Artist Statement

Confronting the position of the queer male body in American art history I use my form as a repeating symbol, intersecting contemporary queerness, constructs of masculinity, and historical events. In my work I adapt and personify campy stereotypes of masculine identities, exploring the disconnect between internal and external expectations of gender. By wearing the drag of masculinity I use humor to undermine the seriousness of idealized American manhood. Born from photography, my cross disciplinary practice explores photo as a document, artifact, and tool for connecting with the past. Inspired by Gillian Wearing, Tom of Finland, David Wojnarowicz, Bob Mizer, and James Bidgood, my art practice grew from images of the body as a sexual, flawed, impermanent, and beautiful being in constant flux. Referencing historical photography, recently hand tinted photography, my work pays homage to a queer past that I can only experience through photographs.

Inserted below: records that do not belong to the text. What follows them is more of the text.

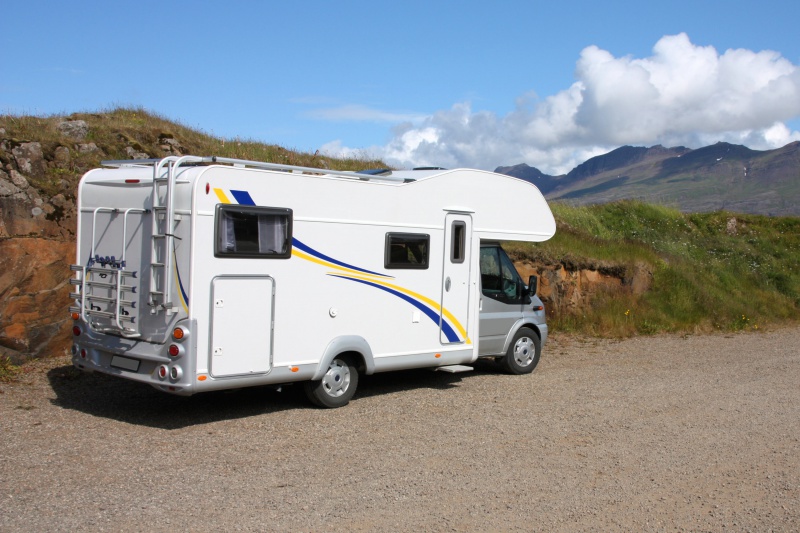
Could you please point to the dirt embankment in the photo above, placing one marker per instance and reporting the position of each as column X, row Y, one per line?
column 651, row 434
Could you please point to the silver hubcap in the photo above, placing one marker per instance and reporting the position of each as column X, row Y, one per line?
column 336, row 380
column 524, row 351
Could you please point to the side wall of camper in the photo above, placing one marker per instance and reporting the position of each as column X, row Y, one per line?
column 398, row 293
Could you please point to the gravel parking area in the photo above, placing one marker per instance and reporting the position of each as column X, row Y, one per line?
column 656, row 433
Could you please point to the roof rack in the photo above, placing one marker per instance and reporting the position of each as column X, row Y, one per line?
column 383, row 176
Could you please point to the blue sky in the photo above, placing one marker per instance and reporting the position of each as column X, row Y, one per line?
column 451, row 83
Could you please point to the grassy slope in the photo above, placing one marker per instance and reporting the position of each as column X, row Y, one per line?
column 704, row 277
column 115, row 130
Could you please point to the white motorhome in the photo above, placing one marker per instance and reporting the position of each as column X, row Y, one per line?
column 204, row 273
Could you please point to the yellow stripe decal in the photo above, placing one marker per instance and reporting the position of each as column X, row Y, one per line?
column 222, row 196
column 453, row 320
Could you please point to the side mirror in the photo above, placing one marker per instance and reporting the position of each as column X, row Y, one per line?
column 533, row 285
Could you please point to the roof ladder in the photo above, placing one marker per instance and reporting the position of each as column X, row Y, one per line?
column 165, row 172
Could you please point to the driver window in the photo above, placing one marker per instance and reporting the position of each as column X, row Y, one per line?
column 499, row 279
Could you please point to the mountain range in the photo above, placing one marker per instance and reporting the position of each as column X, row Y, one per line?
column 721, row 176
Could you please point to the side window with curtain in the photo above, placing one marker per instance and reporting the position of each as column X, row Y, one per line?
column 245, row 231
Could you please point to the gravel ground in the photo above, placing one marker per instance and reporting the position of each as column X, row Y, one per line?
column 657, row 433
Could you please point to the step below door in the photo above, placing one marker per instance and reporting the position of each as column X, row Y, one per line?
column 241, row 325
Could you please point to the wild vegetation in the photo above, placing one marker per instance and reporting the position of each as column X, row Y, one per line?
column 711, row 271
column 115, row 131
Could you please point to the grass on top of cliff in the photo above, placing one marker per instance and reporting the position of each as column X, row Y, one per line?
column 711, row 271
column 120, row 132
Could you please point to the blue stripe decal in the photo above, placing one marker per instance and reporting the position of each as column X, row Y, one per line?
column 311, row 251
column 446, row 328
column 180, row 282
column 242, row 197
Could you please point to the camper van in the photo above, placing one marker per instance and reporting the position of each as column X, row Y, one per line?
column 206, row 273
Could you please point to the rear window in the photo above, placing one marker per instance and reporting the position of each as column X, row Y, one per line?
column 244, row 231
column 406, row 250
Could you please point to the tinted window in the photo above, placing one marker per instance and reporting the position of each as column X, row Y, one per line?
column 499, row 278
column 459, row 242
column 406, row 250
column 243, row 231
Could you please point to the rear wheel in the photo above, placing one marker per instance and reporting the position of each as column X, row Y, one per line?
column 337, row 386
column 523, row 353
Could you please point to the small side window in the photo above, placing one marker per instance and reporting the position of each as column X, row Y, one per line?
column 406, row 250
column 244, row 231
column 459, row 241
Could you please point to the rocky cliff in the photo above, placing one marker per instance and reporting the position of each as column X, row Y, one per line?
column 41, row 161
column 37, row 232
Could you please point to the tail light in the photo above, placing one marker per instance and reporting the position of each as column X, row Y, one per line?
column 180, row 333
column 176, row 350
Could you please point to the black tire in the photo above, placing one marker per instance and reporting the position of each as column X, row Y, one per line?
column 523, row 353
column 337, row 386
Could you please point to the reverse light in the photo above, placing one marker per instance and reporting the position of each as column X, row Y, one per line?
column 175, row 373
column 176, row 350
column 180, row 333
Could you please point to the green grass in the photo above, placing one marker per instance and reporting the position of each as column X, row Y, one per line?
column 116, row 129
column 704, row 277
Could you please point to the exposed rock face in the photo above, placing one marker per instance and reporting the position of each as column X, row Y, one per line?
column 75, row 129
column 565, row 288
column 30, row 159
column 36, row 244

Through social media a world of queer men lives in my pocket, a community that before the internet was relegated to underground clubs and secluded queer havens. The tension between queer spaces of the past and digital queer spaces of today inspires my practice. There is pain in longing for a queer past, but there is pleasure in finding community through images of bygone queer havens such as the Christopher Street Piers in New York. Across bodies of work I focus on the pleasure and pain that is omnipresent in queer experiences. The masculine personas I embody in my most recent work (Biker 1, 2, and 3, Cowboy 1, 2, and 3 and Quarterback 1, 2, and 3) highlights my queered version of male sexuality in which I taunt the viewer with my gaze. The male identities I perform are both idolized and feared by the queer community, the image of the biker, cowboy, and football player is a simultaneous idol and aggressor. It is in this tension filled gray area between fear of and reverence for masculinity that my work lives.

A football uniform can be as much as a form of drag as nails and heels, by embodying these male roles I can connect to male macho sexuality in my own way. Visual representations of male sexuality are predominantly presented as heteronormative muscular men dominating women, which centers power as the source of male sexuality. In this series I embrace camp and humor as the center of my own sexuality to tap into my understanding of what it means to be a man. Stylistically inspired by hand tinted photographs the work visually connects back to my practice of sourcing imagery from queer history. There is a queer energy to hand tinted photos, glazes of color meticulously overlaid on black and white photo prints. In these paintings I chase to recreate this energy and perfected artificiality that comes from hand tinted photos.